“What could possibly happen to me while running? And it’s just a short run, ’round the neighbourhood.”
Ah, but unforeseen circumstances are exactly that – unforeseen; something you wouldn’t expect to happen. Most runners are careful and safety-conscious themselves, but it’s also possible that a runner may be sharing the road with other road users who are momentarily distracted, or who suddenly find their vehicles in unexpected mishaps (or just, unfortunately, being plain reckless), in your vicinity.
Or it could just be your lucky day to trip in the half-light of dawn and end up stepping into a pothole!
Having personal identification and medical information on yourself, coupled with information on contact persons, can make a lot of difference in emergency situations. Persons coming to your aid will know whom to call if you are unable to speak or react due to shock or injury. First responders will know what to do if you have a prevailing medical condition (for instance, if you have diabetes, hypertension, or are asthmatic, or have certain allergies, or have had past major surgeries).
It makes perfect sense for people active in endurance sports, in particular, to carry an ID band with them. Long runs, even in groups, may not pan out how you expect them to. If you run on trails, the variables increase.

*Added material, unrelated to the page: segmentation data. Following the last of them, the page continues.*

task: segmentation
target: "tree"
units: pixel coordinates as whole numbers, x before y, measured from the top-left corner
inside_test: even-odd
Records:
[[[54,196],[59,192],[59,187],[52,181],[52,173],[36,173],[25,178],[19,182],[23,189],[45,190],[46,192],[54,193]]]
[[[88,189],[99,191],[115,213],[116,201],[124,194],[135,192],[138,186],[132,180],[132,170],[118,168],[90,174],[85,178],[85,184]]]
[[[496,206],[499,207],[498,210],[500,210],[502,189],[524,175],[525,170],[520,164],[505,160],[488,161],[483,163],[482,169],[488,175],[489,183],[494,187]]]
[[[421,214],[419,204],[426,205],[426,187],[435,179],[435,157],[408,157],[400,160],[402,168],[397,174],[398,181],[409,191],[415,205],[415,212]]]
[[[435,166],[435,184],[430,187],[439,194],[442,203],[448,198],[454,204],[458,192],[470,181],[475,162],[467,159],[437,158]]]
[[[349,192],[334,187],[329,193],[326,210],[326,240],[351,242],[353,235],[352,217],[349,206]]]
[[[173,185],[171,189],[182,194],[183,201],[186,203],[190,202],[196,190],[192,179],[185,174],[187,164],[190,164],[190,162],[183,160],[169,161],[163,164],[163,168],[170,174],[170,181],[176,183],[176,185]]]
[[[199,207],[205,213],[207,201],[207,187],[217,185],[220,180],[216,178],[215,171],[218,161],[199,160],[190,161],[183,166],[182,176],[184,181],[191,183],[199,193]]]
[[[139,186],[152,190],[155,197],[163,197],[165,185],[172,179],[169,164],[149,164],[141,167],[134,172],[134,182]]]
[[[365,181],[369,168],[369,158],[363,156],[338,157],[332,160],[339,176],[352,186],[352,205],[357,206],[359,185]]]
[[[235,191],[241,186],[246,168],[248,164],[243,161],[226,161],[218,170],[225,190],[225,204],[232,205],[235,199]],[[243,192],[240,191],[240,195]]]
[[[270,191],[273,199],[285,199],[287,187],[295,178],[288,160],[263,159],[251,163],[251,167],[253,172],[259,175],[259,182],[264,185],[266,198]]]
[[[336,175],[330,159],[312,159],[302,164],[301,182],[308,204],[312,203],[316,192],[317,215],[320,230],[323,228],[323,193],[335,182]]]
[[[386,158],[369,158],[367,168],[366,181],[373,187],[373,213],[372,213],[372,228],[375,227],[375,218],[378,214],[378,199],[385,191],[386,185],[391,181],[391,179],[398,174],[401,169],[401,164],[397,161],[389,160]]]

If you run ultras, I’ll bet you’ll already have a wearable ID in hand. (There’s certainly plenty of celebrity endorsement; American ultramarathoner Dean Karnazes being one of many who don ID bands while on the run.)
I have, for years, carried in my wallet a Personal Emergency Data Card issued by the Malaysian Volunteer Fire & Rescue Association and I have a road-ID lock screen on my smartphone. I am thankful that I have not needed to use them during my runs, but with numerous reports of mishaps taking place in the news, there is peace of mind in having identification handy. I have recently started to look out for something wearable that’s easily accessible, hardy (and doesn’t disintegrate by the end of the marathon course, especially in the humid tropics) and doesn’t depend on phone battery life. Military dog-tags are another popular style of ID, though I personally prefer not to have swinging accessories when I run. There’s Road ID, the popular maker of ID bands in the US, but recently I came across something home-grown (and at a more wallet-friendly price range too).
A cyclist with one of my runner/triathlete groups, Yue-Jin, owns Lifeline ID, a proudly Malaysian brand of ID bands that come in a variety of styles ranging from silicone with a watch-style clasp or canvas with velcro strips, to ones that fasten onto your watch, shoelaces or attire. Prices range from RM40-RM60. Your relevant personal and medical particulars are laser-engraved onto a stainless-steel plate, and replacement plates are available at RM20 each if the plate is lost or if your information needs updating. Find out more in this feature article on Lifeline ID on baikbike.com in January. Lifeline ID’s website has suggestions on useful information to be engraved on your ID plate. I also found this page on sample text from RoadID’s website to have some useful guidelines on information that you may wish to engrave (including some standard abbreviations for medical information). If you have space left, you could further personalise your ID with an inspirational quote (or something that’s uniquely you – mine says “IF FOUND, GIMME COFFEE!”)
The mom in me immediately thought of another use – why, my kid would probably be quite happy to have her own personalised ‘bracelet’ too, for future kiddy races (where a race official can quickly help call mom or dad if kiddo can’t locate you at the finish line chaos), or even on school outings and camping trips.
One hopes it will never be needed, but hey, I’d get a bunch of these for the whole family.